Neonationalismus: Eine Kraft, die nicht mehr zu stoppen ist

Magazine suchen nach Erklärungen für die Gewichtsverschiebungen in der politischen Landschaft nach rechts.

Der – vom größten Teil der Medien – unerwartete Sieg des politischen Quereinsteigers Donald Trump bei der US-Präsidentschaftswahl hat überall Schleusen geöffnet. Nicht nur seine Anhänger und Wähler schäumen seit Wochen über vor Freude, auch politische Gesinnungsfreunde des Republikaners überall auf der Welt spüren Oberwasser. Und während die in den vergangenen Jahrzehnten politisch tonangebenden Konservativen, Liberalen, Sozialdemokraten besorgt fragen, „Was kommt als nächstes?“, erschallt das Triumphgeheul des Rechtsaußenlagers: „Jetzt kommen wir!“

Es ist unbestreitbar: Vor allem das in den letzten Jahren immer virulenter gewordene Flüchtlingsthema hat die Gewichte in der Parteilandschaft immer weiter nach rechts verschoben. Umso leichter tun sich Parteien wie die FPÖ, die seit Jahrzehnten die Abgrenzung gegenüber Ausländern und die Angst vor Überfremdung zu ihrem Kernthema gemacht haben, vorneweg auf der anschwellenden Welle des Rechtspopulismus und des Neonationalismus zu surfen. Kein bedeutendes internationales Magazin, das sich derzeit nicht mit dieser Welle beschäftigen würde und nach Entstehung, Wirkung und Folgen der Entwicklung fragt. Dabei fällt auf: Die FPÖ, auch wenn sie in Europa zur Avantgarde des rechtspopulistischen Spektrums gehört, kommt in den meisten internationalen Analysen nur am Rand oder in Fußnoten vor. Zu den großen Ideengebern der ganzen Bewegung jedenfalls dürfte sie nicht zählen.

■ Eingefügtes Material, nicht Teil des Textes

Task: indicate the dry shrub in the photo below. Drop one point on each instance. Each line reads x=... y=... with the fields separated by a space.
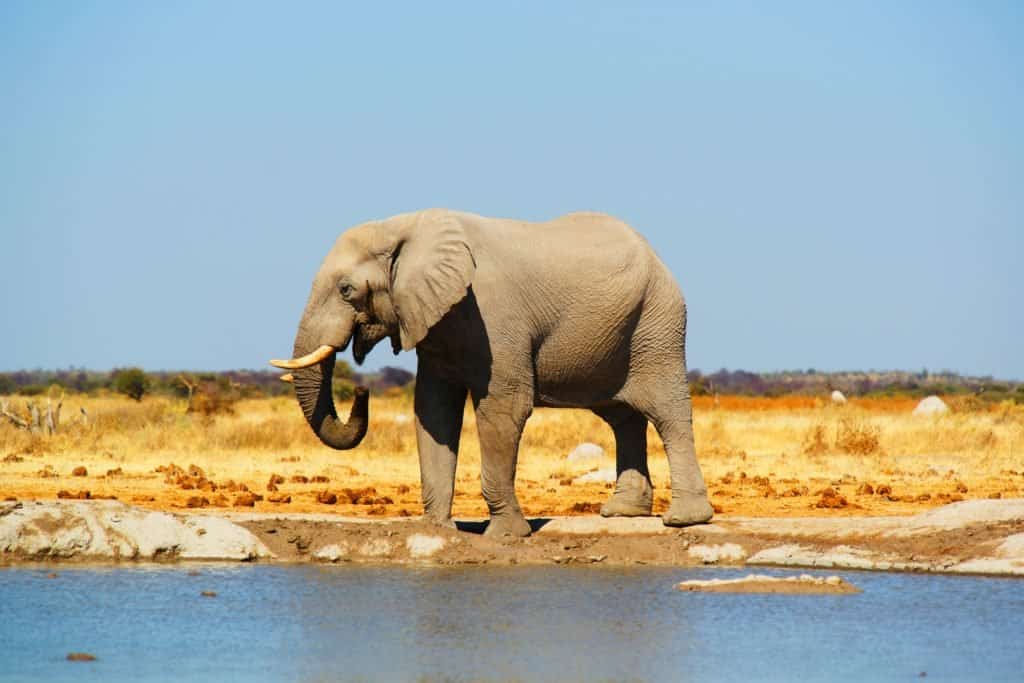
x=274 y=433
x=852 y=436
x=815 y=442
x=714 y=440
x=967 y=403
x=857 y=438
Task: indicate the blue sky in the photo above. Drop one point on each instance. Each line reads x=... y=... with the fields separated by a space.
x=834 y=186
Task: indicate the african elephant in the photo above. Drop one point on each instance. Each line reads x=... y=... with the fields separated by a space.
x=573 y=312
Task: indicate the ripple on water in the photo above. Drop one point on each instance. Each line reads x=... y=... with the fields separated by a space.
x=344 y=623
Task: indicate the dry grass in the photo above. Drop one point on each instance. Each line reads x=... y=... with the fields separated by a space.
x=769 y=457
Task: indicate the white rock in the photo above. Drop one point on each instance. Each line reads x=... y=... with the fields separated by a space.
x=726 y=552
x=421 y=545
x=606 y=475
x=109 y=529
x=586 y=453
x=376 y=548
x=931 y=406
x=332 y=553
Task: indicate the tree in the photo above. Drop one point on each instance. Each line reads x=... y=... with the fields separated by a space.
x=130 y=381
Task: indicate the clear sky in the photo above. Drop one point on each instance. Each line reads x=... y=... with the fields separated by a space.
x=835 y=185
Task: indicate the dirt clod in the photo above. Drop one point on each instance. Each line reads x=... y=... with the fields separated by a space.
x=245 y=500
x=327 y=498
x=830 y=499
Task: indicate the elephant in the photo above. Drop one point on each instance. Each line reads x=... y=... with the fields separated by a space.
x=573 y=312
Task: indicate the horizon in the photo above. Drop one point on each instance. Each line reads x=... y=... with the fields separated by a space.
x=832 y=186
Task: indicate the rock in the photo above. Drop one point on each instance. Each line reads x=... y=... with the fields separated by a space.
x=245 y=500
x=80 y=656
x=726 y=552
x=376 y=548
x=606 y=475
x=332 y=553
x=931 y=406
x=586 y=454
x=421 y=545
x=830 y=499
x=804 y=584
x=327 y=498
x=113 y=530
x=77 y=496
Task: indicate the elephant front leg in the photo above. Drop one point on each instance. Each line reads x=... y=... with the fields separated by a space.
x=500 y=424
x=438 y=407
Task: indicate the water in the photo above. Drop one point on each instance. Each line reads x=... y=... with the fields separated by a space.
x=559 y=624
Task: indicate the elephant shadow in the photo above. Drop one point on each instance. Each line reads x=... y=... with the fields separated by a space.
x=480 y=526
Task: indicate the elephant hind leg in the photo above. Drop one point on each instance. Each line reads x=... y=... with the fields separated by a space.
x=634 y=496
x=499 y=423
x=674 y=421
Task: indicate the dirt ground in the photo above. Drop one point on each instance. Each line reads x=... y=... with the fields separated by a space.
x=761 y=458
x=345 y=491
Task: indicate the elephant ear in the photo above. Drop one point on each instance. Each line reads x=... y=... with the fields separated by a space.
x=433 y=267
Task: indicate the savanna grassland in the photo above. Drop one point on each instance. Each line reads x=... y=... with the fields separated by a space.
x=791 y=456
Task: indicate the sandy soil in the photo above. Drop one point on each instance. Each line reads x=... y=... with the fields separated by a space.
x=804 y=585
x=342 y=489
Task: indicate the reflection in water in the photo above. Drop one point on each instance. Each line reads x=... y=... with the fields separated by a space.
x=347 y=623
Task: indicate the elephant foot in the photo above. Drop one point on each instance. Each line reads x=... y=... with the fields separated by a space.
x=688 y=509
x=513 y=524
x=634 y=497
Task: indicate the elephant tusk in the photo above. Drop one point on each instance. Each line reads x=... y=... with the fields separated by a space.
x=309 y=359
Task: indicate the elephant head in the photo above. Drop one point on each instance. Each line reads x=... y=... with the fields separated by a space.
x=393 y=279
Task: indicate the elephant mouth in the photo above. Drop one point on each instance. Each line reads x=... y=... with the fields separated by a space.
x=312 y=358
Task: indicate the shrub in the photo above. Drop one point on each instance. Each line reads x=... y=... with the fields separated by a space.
x=130 y=381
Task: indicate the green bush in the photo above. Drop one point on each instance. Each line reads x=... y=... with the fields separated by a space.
x=130 y=381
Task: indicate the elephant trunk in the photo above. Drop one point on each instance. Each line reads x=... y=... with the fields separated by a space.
x=313 y=389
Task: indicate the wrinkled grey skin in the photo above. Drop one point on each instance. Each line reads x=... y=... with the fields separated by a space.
x=574 y=312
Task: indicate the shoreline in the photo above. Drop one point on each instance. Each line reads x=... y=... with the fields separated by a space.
x=979 y=538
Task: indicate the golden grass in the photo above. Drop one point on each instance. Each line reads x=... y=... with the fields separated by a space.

Umso mehr schauen alle nach Frankreich, wo im Frühjahr gewählt wird und wo Marine Le Pen vom Front National gute Chancen hat, die nächste Staatspräsidentin zu werden. Denn Madame le Pen hat es in der Hand, die EU in die Luft zu sprengen, wie der britische „Economist“ in seiner letztwöchigen Titelgeschichte über den „Neuen Nationalismus“ befürchtet.

Foreign Affairs“, das außenpolitisch einflussreiche US-Magazin, widmet in seiner neuesten Ausgabe der „Macht des Populismus“ einen Schwerpunkt und hat dazu ein Interview mit Marine Le Pen geführt. Sie wiederholt darin, dass sie, einmal gewählt, ein Referendum über Frankreichs EU-Mitgliedschaft abhalten lassen werde – und wenn eine Mehrheit der Landesleute „Ja zum Frexit“ sagen würde, „werden wir die EU verlassen“. Eine Isolierung Frankreichs befürchtet sie durch einen solchen Schritt nicht.

Der deutschen Bundeskanzlerin, Angela Merkel, wirft sie vor, mit ihrem Modell zwar ihrem Land zu nützen, „aber Deutschlands Nachbarn damit umzubringen“. Le Pen will in Europa auch wieder die Grenzen hochziehen und kündigt eine eisenharte Politik gegenüber Einwanderern, vor allem muslimischen, an. So soll, wer in Frankreich geboren ist, nicht mehr automatisch die Staatsbürgerschaft bekommen. Das französische Modell zum Umgang mit Migranten sei auch nicht Integration, sondern Assimilation.

Das konservative britische Magazin „The Spectator“ sieht ebenfalls einen „gewaltigen Paradigmenwechsel“ in der westlichen Welt. Der Wahlsieg Trumps und auch der Brexit seien nur die letzten Manifestationen dieses Wechsels – dies sei eben „die neue Normalität“. Der Kommentator sieht im Geschehen von 2016 eine Umkehrung von 1968, ein Korrektiv zur Globalisierung und eine Gegenbewegung zu schrankenlosem Liberalismus und übertriebener politischer Korrektheit. „Die Liberalen sind auf die falsche Seite der Geschichte geraten“, heißt es da, „was wir gerade miterleben, ist eine Kraft, die nicht mehr zu stoppen ist“.